My recommendation is to build your own. There are lots of plans all over the internet. You do not have to be a wizard at woodworking to do it. Most plans can be done with a circular saw and a screwdriver. I built all of mine and it took about 3 hours of total labor for each one.


----------



## ruthiesbees (Aug 27, 2013)

You probably saw one of my post about Beeline Apiary and woodenware. They have a kit that ships to you for $150. I always add a long window in them. Own about 5 of them from Beeline. You can see a video of the kit on my FB page in the signature area.

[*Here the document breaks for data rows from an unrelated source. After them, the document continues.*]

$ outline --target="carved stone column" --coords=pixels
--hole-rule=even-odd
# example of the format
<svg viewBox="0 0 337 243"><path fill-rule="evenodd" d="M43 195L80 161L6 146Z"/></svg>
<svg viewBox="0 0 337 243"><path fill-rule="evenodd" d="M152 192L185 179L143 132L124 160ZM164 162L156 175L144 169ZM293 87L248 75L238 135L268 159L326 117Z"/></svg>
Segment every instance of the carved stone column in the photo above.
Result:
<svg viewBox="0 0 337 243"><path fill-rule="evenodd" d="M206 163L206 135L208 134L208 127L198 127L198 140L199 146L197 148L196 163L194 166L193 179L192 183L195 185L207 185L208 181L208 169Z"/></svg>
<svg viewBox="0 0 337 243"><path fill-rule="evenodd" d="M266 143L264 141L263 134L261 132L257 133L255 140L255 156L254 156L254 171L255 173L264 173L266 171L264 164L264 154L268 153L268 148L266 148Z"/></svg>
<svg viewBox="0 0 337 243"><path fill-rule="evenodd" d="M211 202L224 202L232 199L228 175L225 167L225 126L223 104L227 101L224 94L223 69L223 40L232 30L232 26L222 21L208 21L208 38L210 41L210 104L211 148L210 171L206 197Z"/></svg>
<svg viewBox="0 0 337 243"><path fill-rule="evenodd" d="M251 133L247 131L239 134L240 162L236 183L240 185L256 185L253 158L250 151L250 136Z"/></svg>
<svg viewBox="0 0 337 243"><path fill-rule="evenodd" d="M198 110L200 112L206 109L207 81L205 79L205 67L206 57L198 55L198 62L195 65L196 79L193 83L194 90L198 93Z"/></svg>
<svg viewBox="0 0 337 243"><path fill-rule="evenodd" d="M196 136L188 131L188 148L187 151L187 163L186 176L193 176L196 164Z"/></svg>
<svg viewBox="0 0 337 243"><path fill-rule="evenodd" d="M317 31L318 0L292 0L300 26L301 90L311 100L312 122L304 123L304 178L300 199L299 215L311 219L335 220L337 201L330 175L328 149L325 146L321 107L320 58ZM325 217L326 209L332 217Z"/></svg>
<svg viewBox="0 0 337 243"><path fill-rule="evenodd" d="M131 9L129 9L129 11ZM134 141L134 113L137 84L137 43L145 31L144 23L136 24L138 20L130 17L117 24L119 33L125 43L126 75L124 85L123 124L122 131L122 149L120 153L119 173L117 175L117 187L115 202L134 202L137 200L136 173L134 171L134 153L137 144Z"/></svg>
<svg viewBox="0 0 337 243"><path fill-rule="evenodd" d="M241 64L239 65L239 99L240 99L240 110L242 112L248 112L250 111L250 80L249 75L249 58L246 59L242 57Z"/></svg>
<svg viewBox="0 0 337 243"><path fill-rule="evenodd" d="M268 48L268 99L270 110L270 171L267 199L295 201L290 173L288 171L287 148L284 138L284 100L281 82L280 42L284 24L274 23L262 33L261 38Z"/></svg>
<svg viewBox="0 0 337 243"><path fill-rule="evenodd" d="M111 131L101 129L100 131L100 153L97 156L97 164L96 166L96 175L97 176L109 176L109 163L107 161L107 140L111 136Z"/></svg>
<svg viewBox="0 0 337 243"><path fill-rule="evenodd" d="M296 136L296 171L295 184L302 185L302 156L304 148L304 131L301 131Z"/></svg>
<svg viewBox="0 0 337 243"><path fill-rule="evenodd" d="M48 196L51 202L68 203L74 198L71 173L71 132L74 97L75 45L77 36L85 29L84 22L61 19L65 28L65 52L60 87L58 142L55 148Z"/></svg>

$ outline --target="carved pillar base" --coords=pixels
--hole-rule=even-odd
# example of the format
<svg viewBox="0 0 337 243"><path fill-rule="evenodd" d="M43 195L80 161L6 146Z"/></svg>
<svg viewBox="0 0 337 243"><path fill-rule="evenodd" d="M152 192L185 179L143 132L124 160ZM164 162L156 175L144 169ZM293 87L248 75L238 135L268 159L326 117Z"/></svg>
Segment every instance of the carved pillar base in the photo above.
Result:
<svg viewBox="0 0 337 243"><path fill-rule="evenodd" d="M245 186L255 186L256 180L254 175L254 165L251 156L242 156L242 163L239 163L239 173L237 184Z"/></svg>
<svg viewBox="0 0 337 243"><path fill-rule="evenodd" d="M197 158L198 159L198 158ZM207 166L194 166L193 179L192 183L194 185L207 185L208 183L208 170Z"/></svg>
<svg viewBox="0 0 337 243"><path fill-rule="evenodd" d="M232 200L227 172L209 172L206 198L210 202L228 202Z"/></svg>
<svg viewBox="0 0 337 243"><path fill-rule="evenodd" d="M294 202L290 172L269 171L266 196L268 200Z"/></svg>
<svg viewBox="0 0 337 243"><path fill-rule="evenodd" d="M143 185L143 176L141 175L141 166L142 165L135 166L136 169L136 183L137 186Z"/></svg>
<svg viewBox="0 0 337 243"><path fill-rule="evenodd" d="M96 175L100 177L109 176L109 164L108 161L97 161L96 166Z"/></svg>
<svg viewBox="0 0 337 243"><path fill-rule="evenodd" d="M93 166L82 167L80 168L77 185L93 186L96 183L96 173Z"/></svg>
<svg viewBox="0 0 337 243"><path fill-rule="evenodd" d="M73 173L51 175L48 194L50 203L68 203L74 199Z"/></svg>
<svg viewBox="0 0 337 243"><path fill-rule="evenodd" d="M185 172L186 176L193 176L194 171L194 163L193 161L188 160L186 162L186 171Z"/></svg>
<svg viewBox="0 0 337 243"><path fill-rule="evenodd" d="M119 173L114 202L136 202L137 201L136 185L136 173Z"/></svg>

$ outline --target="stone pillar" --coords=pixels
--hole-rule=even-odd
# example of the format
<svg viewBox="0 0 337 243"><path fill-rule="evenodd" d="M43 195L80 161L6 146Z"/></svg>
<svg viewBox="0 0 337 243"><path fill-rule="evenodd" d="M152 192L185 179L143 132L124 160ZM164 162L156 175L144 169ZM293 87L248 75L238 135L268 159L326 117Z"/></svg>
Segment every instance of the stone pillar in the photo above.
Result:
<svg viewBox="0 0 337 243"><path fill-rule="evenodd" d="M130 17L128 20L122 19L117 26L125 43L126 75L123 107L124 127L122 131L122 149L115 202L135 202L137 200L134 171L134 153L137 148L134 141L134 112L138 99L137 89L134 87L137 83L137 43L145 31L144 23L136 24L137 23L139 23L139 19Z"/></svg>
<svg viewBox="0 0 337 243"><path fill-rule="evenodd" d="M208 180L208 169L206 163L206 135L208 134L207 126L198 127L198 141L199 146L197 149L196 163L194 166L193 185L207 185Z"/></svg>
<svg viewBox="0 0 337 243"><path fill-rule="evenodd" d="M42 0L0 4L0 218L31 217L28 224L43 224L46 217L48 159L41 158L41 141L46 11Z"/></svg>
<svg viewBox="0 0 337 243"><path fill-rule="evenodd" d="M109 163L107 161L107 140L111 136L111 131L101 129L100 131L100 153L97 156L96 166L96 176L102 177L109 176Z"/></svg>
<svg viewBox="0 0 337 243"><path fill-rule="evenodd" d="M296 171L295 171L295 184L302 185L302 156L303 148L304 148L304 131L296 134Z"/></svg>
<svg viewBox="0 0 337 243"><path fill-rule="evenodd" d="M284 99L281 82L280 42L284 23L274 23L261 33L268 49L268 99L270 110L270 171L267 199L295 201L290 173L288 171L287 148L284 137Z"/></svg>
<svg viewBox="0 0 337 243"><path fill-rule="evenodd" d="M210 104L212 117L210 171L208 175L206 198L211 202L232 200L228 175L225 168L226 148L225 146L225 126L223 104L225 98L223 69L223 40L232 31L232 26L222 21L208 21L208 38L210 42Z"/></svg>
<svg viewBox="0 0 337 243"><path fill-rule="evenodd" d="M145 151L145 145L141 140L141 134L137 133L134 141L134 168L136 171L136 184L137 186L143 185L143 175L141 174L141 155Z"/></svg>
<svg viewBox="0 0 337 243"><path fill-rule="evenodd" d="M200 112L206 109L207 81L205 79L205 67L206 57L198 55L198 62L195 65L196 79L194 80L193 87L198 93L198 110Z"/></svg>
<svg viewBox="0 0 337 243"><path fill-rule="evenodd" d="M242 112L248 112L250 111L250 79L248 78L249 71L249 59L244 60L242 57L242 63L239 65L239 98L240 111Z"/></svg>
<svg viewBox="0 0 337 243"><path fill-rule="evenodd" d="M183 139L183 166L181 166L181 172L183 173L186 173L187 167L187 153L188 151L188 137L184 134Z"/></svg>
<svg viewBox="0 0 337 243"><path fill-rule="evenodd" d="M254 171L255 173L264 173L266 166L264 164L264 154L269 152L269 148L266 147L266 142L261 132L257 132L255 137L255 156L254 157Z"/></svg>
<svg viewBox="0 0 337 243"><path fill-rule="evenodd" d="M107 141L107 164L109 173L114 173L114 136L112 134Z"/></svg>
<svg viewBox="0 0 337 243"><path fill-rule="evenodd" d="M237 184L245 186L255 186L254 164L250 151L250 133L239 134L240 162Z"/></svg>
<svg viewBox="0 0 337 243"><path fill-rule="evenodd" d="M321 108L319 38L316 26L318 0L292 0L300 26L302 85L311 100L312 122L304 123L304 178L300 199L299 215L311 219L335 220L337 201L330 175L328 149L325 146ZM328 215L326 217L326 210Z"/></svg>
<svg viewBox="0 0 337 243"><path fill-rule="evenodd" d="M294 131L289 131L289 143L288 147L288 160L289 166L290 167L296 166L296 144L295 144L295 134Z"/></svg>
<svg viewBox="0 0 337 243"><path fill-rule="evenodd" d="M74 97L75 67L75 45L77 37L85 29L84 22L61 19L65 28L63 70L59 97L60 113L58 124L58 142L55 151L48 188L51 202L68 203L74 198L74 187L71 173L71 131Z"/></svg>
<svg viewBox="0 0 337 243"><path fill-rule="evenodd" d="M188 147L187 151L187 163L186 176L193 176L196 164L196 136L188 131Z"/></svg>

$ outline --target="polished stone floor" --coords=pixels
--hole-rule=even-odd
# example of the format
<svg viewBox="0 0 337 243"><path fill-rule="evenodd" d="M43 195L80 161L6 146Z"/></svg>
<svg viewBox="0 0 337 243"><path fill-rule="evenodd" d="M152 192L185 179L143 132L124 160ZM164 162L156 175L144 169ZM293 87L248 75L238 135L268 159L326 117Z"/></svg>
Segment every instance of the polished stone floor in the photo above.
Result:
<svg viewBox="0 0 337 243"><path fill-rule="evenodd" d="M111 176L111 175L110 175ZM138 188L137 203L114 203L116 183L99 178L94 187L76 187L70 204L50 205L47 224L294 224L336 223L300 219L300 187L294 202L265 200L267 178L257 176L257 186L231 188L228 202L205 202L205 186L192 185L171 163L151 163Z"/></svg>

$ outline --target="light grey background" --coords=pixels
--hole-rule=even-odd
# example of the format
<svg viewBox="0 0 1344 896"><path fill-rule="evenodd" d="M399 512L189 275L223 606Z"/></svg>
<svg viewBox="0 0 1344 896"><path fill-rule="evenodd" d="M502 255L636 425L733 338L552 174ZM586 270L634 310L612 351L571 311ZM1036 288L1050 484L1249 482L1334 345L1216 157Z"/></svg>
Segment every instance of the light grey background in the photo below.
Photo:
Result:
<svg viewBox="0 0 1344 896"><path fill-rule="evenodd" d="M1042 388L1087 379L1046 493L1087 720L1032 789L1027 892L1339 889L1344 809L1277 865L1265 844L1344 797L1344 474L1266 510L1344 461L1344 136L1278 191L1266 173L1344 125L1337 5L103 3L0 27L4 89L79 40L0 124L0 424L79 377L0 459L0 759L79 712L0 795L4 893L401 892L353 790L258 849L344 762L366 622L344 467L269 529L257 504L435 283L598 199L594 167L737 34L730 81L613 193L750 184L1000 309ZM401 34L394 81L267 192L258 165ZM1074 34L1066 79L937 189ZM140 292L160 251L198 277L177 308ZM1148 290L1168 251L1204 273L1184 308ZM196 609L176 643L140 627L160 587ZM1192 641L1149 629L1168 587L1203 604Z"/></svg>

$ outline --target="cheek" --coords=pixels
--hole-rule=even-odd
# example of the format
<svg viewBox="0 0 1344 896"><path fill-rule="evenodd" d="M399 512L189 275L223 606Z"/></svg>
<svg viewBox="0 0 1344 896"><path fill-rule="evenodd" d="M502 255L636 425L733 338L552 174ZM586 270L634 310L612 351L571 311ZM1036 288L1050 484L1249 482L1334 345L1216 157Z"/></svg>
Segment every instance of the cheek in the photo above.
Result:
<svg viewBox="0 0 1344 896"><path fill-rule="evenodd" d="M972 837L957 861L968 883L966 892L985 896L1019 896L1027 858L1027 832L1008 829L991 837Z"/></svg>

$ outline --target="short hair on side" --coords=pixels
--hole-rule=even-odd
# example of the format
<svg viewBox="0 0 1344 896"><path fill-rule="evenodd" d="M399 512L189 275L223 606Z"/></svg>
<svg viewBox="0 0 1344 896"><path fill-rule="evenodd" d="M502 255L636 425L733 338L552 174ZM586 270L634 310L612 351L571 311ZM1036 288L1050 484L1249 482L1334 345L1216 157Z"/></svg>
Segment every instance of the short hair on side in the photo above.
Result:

This is the website for Beeline, although you have to email or phone in your order. It comes from the Michigan location. http://beelinewoodenware.com/products.html


----------



## Sarsaparilla (May 2, 2017)

I got my hives as a kit on ebay, user joevic350 sells them. You do have to make legs and a roof yourself, if you want those in a hive. For me, that was not a problem and I made a little gable roof with a hinge and added legs. Here is a link to one (not sure if it'll work):
http://r.ebay.com/GkPyPZ

They are end entrance, single follower board style.
He makes smaller ones like a nuc and a 20 bar but I'm not really sure why you'd do 20 bars since I think they'd just outgrow it?


----------